Wyndham did not return to Queen's Gate until quite late; he had only time to run up to his room and change his dress hastily for dinner. Valentine had already gone downstairs, and he sighed heavily as he noticed this, or he felt that unwittingly he had managed to hurt her in her tenderest feelings that morning.

"If there is much of this sort of thing," he said to himself. "I shall not be so sorry when the year is up. When once the plunge is over I may come up another man, and anything is better than perpetually standing on the brink." Yet half an hour later Wyndham had completely changed his mind, for when he entered the drawing-room, a girlish figure jumped up at once out of an easy-chair, and ran to meet him, and Valentine's arms were flung about his neck and several of her sweetest kisses printed on his lips.

"Forgive me for being cross this morning, dear old darling. Father has made me see everything in quite a new light, and has shown me that I acted quite like a little fiend, and that you are very nearly the best of men. And do you know, Gerry, he wishes us so much to live alone, and thinks it the only right and proper thing to do, that I have given in, and I quite agree with him, quite. And we have almost taken the sweetest, darlingest little bijou residence in Park-lane that you can imagine. It is like a doll's house compared to this, but so exquisite, and furnished with such taste. It will feel like playing in a baby-house all day long, and I am almost in love with it already. You must come with me and see it the first thing in the morning. Gerry, for if we both like it, father will arrange at once with the agent, and then, do you know the very first thing I mean to do for you, Gerry? Oh, you need not guess, I'll tell you. Lilias shall come up to spend the winter with us. Oh, you need not say a word. I'm not jealous, but I can see how you idolize Lilias, Gerry."

CHAPTER XIV.

At the end of a week the Wyndhams were settled in their new home, and Valentine began her duties as wife and housekeeper in earnest. She, too, was more or less impulsive, and beginning by hating the idea she ended by adopting it with enthusiasm. After all it was her father's plan, not Gerald's, and that in her heart of hearts made all the difference.

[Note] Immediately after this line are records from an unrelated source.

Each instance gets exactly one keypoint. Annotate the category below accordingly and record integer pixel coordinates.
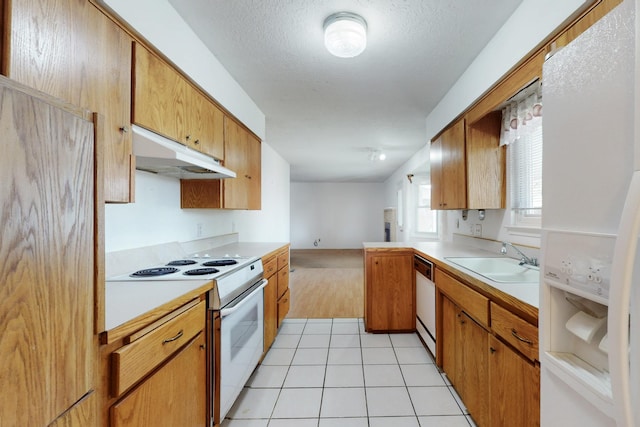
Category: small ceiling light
(345, 34)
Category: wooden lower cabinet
(82, 414)
(175, 395)
(514, 393)
(157, 375)
(270, 311)
(492, 364)
(389, 291)
(465, 360)
(276, 293)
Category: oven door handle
(227, 311)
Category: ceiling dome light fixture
(345, 34)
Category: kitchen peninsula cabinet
(71, 50)
(166, 103)
(50, 197)
(390, 291)
(448, 169)
(276, 293)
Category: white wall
(156, 216)
(341, 215)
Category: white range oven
(235, 322)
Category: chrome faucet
(524, 260)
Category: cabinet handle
(178, 335)
(519, 338)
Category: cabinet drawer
(270, 266)
(283, 307)
(283, 281)
(283, 259)
(520, 334)
(133, 361)
(473, 303)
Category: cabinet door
(254, 151)
(515, 387)
(270, 311)
(70, 50)
(486, 176)
(448, 339)
(435, 155)
(159, 96)
(454, 177)
(236, 158)
(390, 292)
(175, 395)
(448, 169)
(47, 195)
(472, 368)
(207, 124)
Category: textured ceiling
(325, 114)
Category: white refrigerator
(591, 222)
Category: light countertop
(139, 301)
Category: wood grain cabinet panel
(48, 197)
(166, 103)
(515, 387)
(276, 294)
(133, 361)
(448, 169)
(175, 395)
(71, 50)
(389, 291)
(486, 164)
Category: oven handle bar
(227, 311)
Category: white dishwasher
(425, 302)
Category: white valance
(522, 114)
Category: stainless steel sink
(499, 269)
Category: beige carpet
(326, 283)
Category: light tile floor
(330, 373)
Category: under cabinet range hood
(157, 154)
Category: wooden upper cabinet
(243, 156)
(448, 169)
(159, 95)
(486, 164)
(166, 103)
(71, 50)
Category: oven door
(241, 343)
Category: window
(522, 132)
(426, 220)
(525, 178)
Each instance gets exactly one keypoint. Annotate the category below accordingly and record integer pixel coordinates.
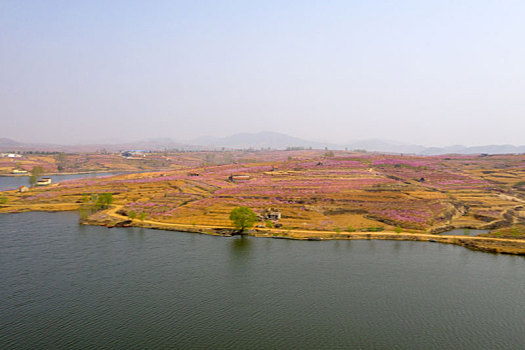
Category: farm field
(336, 191)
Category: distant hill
(265, 139)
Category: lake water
(78, 287)
(13, 182)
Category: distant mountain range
(260, 140)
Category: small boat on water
(44, 181)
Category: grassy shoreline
(112, 219)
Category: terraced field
(312, 190)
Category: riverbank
(110, 218)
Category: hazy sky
(428, 72)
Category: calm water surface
(66, 286)
(13, 182)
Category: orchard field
(312, 190)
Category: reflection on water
(13, 182)
(70, 286)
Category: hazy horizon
(434, 73)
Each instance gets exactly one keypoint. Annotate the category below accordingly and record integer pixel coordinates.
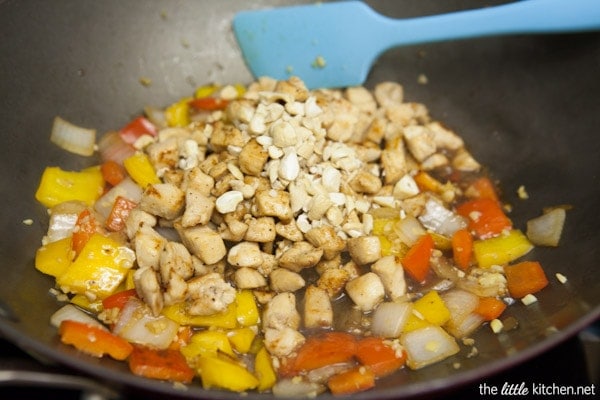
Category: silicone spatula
(335, 44)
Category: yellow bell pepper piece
(241, 339)
(55, 257)
(247, 310)
(99, 269)
(502, 249)
(141, 170)
(57, 186)
(225, 320)
(264, 370)
(85, 303)
(207, 344)
(178, 113)
(432, 308)
(225, 374)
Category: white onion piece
(73, 138)
(409, 230)
(427, 346)
(63, 218)
(465, 326)
(112, 148)
(389, 318)
(136, 324)
(71, 313)
(546, 229)
(126, 188)
(297, 388)
(441, 220)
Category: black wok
(528, 107)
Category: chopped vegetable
(355, 380)
(546, 229)
(167, 365)
(490, 308)
(377, 354)
(119, 213)
(525, 278)
(225, 374)
(140, 169)
(502, 249)
(485, 216)
(416, 261)
(93, 340)
(73, 138)
(112, 172)
(462, 248)
(58, 186)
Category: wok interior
(526, 106)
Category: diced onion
(389, 318)
(427, 346)
(136, 324)
(71, 313)
(112, 148)
(546, 229)
(73, 138)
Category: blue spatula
(335, 44)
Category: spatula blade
(316, 42)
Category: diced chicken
(364, 249)
(299, 256)
(205, 243)
(284, 280)
(148, 289)
(318, 312)
(175, 259)
(325, 238)
(209, 294)
(391, 274)
(366, 291)
(283, 342)
(281, 312)
(248, 278)
(148, 245)
(198, 208)
(164, 200)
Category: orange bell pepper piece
(93, 340)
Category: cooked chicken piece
(318, 312)
(333, 281)
(175, 259)
(253, 158)
(391, 274)
(283, 342)
(273, 203)
(325, 238)
(299, 256)
(209, 294)
(366, 291)
(148, 245)
(261, 229)
(245, 254)
(281, 312)
(198, 208)
(163, 200)
(284, 280)
(203, 242)
(364, 249)
(147, 287)
(136, 219)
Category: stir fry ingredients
(282, 240)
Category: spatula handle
(525, 16)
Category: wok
(527, 107)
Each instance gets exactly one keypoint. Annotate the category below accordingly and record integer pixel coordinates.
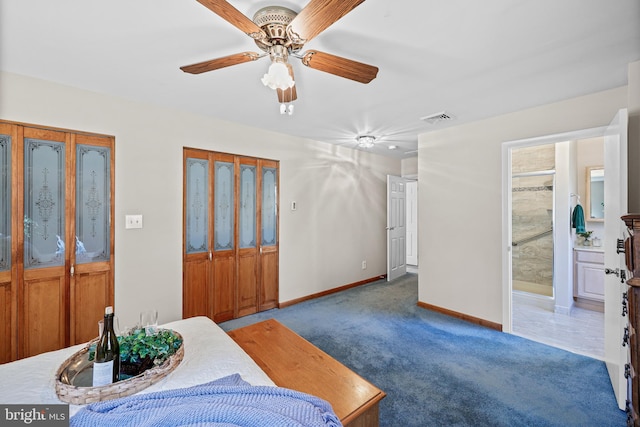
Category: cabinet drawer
(588, 256)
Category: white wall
(340, 192)
(633, 98)
(459, 170)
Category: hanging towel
(577, 219)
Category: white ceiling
(473, 59)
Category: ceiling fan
(280, 32)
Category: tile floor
(581, 332)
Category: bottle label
(102, 373)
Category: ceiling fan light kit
(366, 141)
(281, 32)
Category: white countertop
(588, 248)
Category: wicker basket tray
(79, 365)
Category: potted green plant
(140, 351)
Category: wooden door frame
(218, 311)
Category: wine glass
(149, 321)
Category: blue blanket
(229, 401)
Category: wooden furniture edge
(358, 416)
(462, 316)
(331, 291)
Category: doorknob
(610, 271)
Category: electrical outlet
(133, 221)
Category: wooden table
(293, 362)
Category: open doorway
(546, 180)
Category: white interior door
(396, 227)
(412, 222)
(615, 205)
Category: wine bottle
(106, 365)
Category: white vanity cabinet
(588, 273)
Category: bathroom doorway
(532, 213)
(543, 180)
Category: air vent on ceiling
(437, 117)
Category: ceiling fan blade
(235, 18)
(339, 66)
(288, 95)
(226, 61)
(317, 16)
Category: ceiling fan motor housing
(273, 20)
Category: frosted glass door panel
(269, 206)
(223, 206)
(44, 203)
(93, 187)
(5, 202)
(247, 206)
(197, 211)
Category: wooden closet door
(269, 229)
(225, 195)
(91, 237)
(8, 242)
(46, 206)
(197, 289)
(247, 256)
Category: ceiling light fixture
(286, 109)
(278, 76)
(366, 141)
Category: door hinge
(628, 370)
(625, 337)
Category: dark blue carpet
(441, 371)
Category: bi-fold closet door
(230, 238)
(56, 237)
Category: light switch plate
(133, 221)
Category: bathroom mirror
(595, 193)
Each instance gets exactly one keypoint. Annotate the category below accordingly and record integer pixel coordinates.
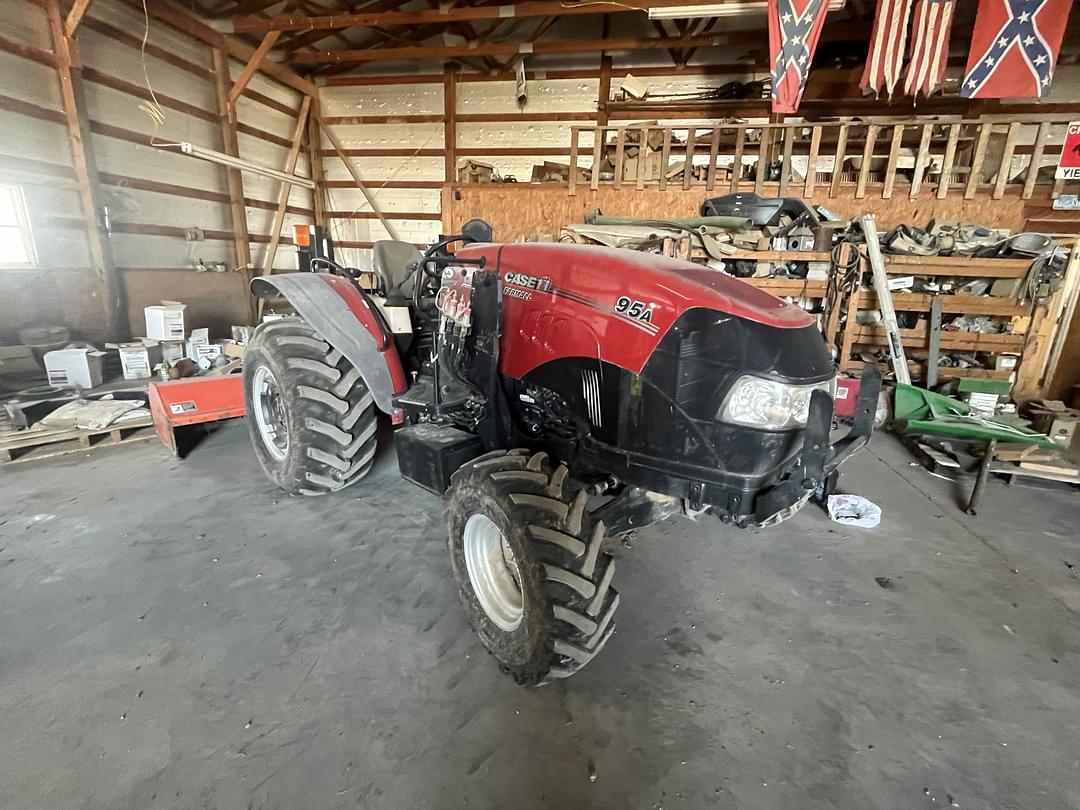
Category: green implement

For the first time in her life, Valentine had more to get through than she could well accomplish. Her days, therefore, just now were one long delight to her, and even Gerald felt himself more or less infected by her high spirits. It was pretty to see her girlish efforts at housekeeping, and even her failures became subjects of good-humored merriment. Mr. Paget came over every day to see her, but he generally chose the hours when her husband was absent, and Wyndham and his young wife were in consequence able to spend many happy evenings alone.

By-and-bye this girlish and thoughtless wife was to look back on these evenings, and wonder with vain sighs of unavailing regret if life could ever again bring her back such sweetness. Now she enjoyed them unthinkingly, for her time for wakening had not come.

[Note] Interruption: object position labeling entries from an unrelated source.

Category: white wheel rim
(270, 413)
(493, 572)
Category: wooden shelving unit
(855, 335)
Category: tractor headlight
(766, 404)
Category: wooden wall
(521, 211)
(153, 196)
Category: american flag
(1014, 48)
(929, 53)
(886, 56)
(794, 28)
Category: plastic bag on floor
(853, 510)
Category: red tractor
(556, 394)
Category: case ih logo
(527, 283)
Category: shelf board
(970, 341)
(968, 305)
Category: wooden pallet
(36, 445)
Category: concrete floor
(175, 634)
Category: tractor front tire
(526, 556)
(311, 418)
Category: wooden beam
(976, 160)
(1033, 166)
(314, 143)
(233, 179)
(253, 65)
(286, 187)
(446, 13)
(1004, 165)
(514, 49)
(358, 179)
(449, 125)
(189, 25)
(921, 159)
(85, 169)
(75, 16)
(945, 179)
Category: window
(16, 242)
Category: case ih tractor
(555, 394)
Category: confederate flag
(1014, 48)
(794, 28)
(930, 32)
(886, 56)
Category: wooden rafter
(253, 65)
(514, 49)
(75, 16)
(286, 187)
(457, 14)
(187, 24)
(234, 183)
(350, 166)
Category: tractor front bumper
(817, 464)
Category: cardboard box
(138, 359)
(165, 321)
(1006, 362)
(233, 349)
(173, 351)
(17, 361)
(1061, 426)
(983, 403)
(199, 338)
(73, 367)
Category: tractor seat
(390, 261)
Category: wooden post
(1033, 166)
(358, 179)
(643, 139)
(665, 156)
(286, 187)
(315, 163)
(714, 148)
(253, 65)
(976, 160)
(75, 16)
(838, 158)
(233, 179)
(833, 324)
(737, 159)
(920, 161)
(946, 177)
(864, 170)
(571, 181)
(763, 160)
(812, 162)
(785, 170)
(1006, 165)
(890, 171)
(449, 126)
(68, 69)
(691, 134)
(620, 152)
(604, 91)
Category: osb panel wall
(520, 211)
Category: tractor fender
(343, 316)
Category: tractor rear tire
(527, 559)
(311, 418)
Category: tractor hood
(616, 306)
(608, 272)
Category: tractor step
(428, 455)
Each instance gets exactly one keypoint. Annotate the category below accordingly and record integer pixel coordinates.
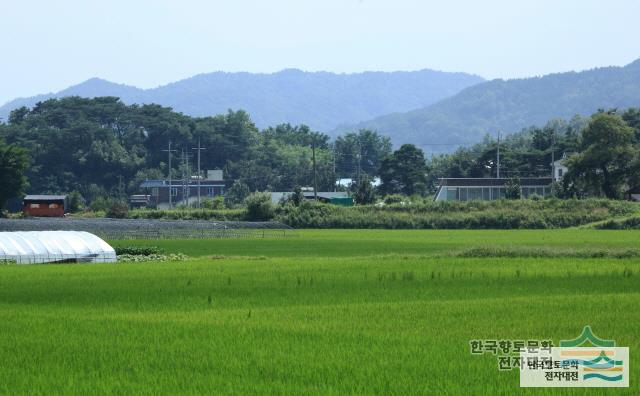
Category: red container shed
(44, 205)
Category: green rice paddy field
(322, 312)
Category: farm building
(183, 192)
(33, 247)
(44, 205)
(487, 189)
(340, 198)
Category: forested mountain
(321, 100)
(509, 106)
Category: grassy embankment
(426, 214)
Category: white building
(33, 247)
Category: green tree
(13, 164)
(237, 193)
(361, 152)
(404, 172)
(259, 207)
(513, 188)
(607, 156)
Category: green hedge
(189, 214)
(518, 214)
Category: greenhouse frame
(34, 247)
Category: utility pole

When the young couple were quite settled in their own establishment, Lilias Wyndham came up from the country to spend a week with them. Nothing would induce her to stay longer away from home. Although Valentine pleaded and coaxed, and even Gerald added a word or two of entreaty, she was quite firm.

"No," she said, "nothing would make me become the obnoxious sister-in-law, about whom so much has been written in all the story books I have ever read."